This problem has bugged me for a while. While board evaluations using neural networs exist there has been no publications that release a trained binary neural network that produces the sliding piece outputs. Until now!
So there is "By Calculation", "By Occupancy Lookup" and the new method: "By machine learning"
This github repo can train BNNs with a (limited problem size) to 100% accuracy: https://github.com/Gigantua/Chess_BinaryNeuralNetwork
A Neural network normally is implemented like an input vector multiplied with a weight matrix and an activation function and it can learn all sorts of different things - like many of you know.
The lesser known and somewhat new variant is binary neural networks. These are computationally much cheaper - but harder to train. Instead of the weights being a full 32bit variable - each weight is really a single bit.

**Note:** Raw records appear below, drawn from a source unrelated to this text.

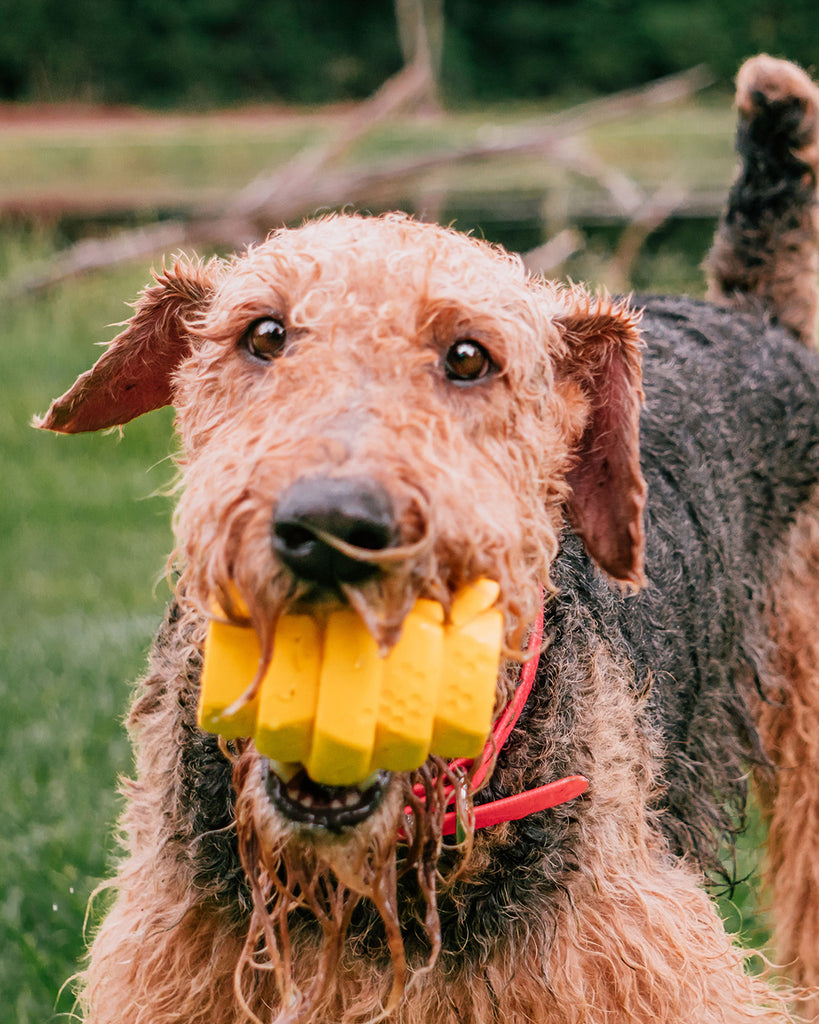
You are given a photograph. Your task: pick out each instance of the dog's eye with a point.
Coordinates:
(467, 361)
(265, 338)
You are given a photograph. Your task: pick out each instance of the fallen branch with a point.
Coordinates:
(309, 181)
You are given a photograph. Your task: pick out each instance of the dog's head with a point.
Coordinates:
(372, 411)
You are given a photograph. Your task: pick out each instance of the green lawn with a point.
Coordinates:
(85, 537)
(84, 544)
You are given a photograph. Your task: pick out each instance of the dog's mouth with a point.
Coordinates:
(302, 800)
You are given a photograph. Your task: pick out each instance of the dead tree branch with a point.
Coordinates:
(312, 179)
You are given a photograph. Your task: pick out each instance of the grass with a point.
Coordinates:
(84, 540)
(195, 157)
(86, 537)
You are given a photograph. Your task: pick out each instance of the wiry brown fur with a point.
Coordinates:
(769, 256)
(227, 908)
(789, 724)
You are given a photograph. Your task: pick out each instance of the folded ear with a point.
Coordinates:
(607, 487)
(135, 374)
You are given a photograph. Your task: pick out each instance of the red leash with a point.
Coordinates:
(520, 804)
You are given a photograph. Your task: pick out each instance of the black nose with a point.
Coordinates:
(312, 511)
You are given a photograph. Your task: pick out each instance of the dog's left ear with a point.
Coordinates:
(135, 374)
(608, 491)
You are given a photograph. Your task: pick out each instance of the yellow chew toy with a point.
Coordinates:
(331, 702)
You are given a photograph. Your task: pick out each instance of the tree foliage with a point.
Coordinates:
(164, 52)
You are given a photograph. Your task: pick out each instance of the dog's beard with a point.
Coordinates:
(306, 887)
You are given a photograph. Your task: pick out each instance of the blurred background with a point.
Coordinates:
(594, 136)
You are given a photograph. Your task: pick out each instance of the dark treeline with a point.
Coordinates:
(205, 52)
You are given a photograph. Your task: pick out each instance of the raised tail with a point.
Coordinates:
(766, 251)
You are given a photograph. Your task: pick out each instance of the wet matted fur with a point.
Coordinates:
(677, 543)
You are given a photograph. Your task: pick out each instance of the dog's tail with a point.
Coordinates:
(766, 251)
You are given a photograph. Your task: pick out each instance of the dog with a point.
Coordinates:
(373, 410)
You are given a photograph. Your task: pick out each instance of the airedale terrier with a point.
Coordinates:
(375, 409)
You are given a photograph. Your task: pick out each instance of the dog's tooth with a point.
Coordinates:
(371, 779)
(286, 770)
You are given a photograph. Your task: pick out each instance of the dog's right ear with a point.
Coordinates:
(135, 374)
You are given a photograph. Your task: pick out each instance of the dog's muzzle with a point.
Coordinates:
(319, 521)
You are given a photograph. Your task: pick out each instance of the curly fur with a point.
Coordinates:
(677, 544)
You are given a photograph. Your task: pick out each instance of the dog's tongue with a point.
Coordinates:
(328, 700)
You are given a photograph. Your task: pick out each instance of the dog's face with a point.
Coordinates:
(372, 411)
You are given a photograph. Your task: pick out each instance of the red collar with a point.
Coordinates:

This means that a 64bit variable is an input vector of size 64 and that matrix multiplication will happen with each bit in the weight matrix.
Also a normal dotproduct is defined as a⋅b = a1*b1+....an+bn - which means that a 64 matrix will need 64 additions per output.
In Binary Neural Networks this dotproduct (horizontal reduction) gets reduced to a⋅b = popcount(a^b) which is just 2 instructions for a 64*64 dotproduct!
I wont go into more detail here - its best to read an introduction: https://sushscience.wordpress.com/2017/ ... -networks/
This algorithm below is what replaces any and all code that would normally produce the up to 14 set bits that are the result for any Sliding piece algorithm. But here the behaviour to infer the outputs are learned. There are 14 networks for all the 14 bits per square.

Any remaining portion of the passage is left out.